WE can never be Christian Scientists until we know what and where God is; we cannot know man, we cannot know the true nature of ourselves, until we first know God. Our great need is to draw closer to God. The work, then, of the Christian Scientist is to seek to know and to express the nature, character, or qualities of Deity, and to reject as untrue or nonexistent all that is unlike Him. Life eternal is to know and to love God.
The Master's promise to the lawyer was that he should live by knowing and loving God supremely, and by expressing that knowledge and that love in his actions. If we would know man as he is, we must know God as He is; if we would know ourselves as God's children, we must first know God. And each of us must know God for himself. The utmost one individual can do for another is to reflect to him what he knows of God. By this it is not meant that we may not call upon each other for help in time of need, but that individual salvation from all error depends upon each individual's understanding the truth of all being for himself.

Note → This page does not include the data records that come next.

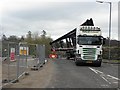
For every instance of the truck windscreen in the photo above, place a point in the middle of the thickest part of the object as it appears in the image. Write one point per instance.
(89, 40)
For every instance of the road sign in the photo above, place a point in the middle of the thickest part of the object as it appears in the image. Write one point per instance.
(12, 54)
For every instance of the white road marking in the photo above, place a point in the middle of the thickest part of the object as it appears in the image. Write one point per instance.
(93, 70)
(102, 75)
(106, 80)
(113, 77)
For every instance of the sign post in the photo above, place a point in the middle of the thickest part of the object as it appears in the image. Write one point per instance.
(12, 54)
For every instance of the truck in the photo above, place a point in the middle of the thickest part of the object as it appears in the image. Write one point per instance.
(84, 44)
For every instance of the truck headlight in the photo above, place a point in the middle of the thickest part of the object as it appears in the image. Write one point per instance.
(99, 57)
(78, 56)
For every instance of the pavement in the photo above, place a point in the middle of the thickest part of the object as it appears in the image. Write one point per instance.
(61, 73)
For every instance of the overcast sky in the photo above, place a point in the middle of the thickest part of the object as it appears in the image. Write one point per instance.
(56, 18)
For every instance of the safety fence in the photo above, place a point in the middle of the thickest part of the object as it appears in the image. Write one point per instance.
(18, 58)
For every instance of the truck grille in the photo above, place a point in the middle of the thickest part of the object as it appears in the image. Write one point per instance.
(89, 53)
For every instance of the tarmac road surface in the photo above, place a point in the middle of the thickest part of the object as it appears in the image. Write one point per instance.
(61, 73)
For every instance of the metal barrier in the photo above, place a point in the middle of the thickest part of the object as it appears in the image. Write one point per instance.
(17, 58)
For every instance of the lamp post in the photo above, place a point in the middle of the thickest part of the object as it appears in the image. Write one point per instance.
(110, 3)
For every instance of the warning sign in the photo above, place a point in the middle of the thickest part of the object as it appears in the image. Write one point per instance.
(23, 50)
(12, 54)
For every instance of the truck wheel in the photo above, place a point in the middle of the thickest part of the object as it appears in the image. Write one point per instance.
(98, 64)
(76, 64)
(68, 58)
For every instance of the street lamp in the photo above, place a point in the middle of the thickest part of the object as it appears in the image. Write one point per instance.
(110, 3)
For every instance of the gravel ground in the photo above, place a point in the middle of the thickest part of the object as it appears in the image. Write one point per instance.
(43, 78)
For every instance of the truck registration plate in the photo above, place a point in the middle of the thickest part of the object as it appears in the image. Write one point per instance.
(89, 62)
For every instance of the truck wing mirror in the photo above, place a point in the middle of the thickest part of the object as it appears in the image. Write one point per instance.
(104, 39)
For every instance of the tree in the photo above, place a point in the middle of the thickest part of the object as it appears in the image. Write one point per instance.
(4, 38)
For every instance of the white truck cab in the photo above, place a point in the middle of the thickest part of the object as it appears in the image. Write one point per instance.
(89, 42)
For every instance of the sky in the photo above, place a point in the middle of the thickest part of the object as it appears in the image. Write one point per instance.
(56, 17)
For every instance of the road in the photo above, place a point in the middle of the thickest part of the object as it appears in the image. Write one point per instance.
(61, 73)
(67, 75)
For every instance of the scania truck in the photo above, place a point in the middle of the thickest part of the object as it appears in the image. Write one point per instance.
(89, 43)
(84, 44)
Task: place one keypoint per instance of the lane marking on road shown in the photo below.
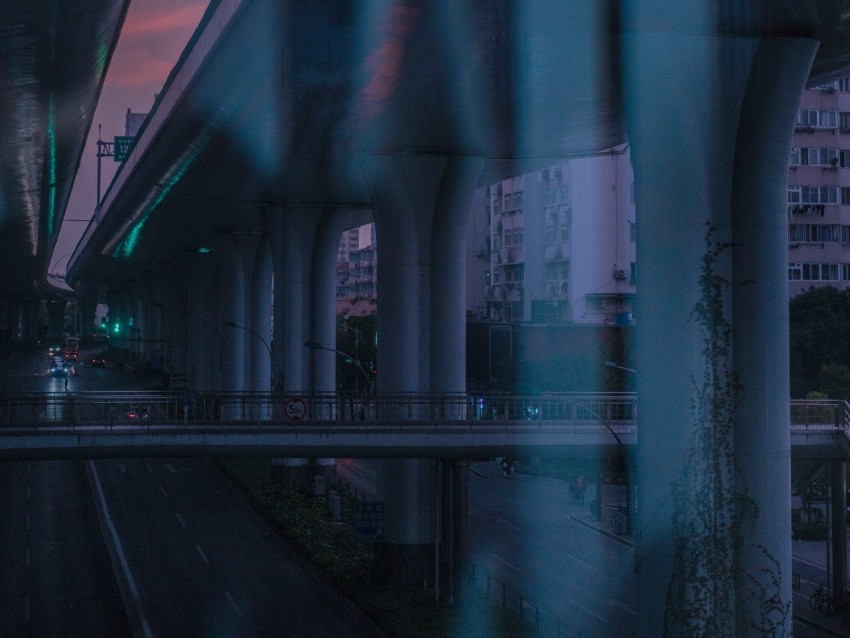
(586, 610)
(233, 603)
(578, 560)
(119, 550)
(624, 607)
(502, 520)
(502, 560)
(201, 552)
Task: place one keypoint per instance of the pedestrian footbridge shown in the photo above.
(107, 424)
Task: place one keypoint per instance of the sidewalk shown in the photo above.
(811, 552)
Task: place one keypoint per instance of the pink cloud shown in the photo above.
(154, 35)
(153, 20)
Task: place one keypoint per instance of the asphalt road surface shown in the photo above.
(145, 547)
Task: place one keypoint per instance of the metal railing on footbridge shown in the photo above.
(117, 408)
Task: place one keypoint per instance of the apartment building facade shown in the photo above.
(819, 190)
(556, 245)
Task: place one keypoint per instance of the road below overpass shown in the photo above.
(145, 547)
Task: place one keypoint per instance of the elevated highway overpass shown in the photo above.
(423, 426)
(285, 123)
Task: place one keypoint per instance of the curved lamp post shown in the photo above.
(315, 345)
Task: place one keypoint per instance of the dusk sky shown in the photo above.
(154, 34)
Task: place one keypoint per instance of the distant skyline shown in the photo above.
(154, 35)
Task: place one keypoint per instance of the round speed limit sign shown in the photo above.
(295, 409)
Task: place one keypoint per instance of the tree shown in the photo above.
(819, 337)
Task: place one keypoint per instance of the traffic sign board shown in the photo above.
(295, 409)
(122, 147)
(369, 521)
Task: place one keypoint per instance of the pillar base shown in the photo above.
(404, 565)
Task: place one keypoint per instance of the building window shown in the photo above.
(795, 157)
(817, 118)
(819, 156)
(793, 194)
(795, 272)
(817, 194)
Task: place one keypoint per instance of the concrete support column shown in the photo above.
(292, 236)
(417, 202)
(231, 306)
(323, 311)
(203, 339)
(259, 320)
(760, 309)
(712, 385)
(838, 525)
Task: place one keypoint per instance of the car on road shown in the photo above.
(58, 369)
(137, 413)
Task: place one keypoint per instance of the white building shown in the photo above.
(556, 245)
(819, 190)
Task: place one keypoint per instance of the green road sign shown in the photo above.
(122, 147)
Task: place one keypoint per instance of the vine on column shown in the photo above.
(709, 593)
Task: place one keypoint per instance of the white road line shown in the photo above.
(626, 608)
(578, 560)
(233, 602)
(201, 552)
(131, 584)
(586, 610)
(502, 560)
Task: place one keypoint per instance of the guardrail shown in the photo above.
(513, 602)
(113, 408)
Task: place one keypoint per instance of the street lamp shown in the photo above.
(315, 345)
(231, 324)
(611, 364)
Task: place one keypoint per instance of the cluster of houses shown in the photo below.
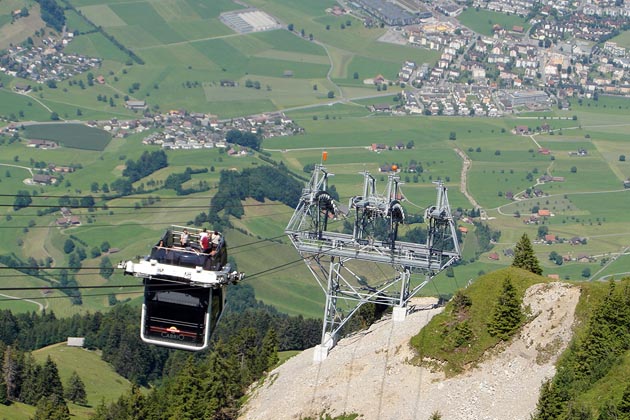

It is the nature of Deity, the nature of divine Principle, to reveal Himself to the honest, seeking heart. Jesus said, "Seek, and ye shall find." God is always the same infinite, almighty, all-wise Principle. He is always present for each one of us to seek and to find, to understand and to demonstrate. How do we gain the knowledge of God? By giving earnest heed to holier and higher hopes, aspirations, and desires; for these in individual experience are evidence of the presence of "the Spirit of God" —the Spirit which is God—moving upon "the face of the waters" of each human consciousness, imparting the light of spiritual understanding and revealing man as the divine image and likeness.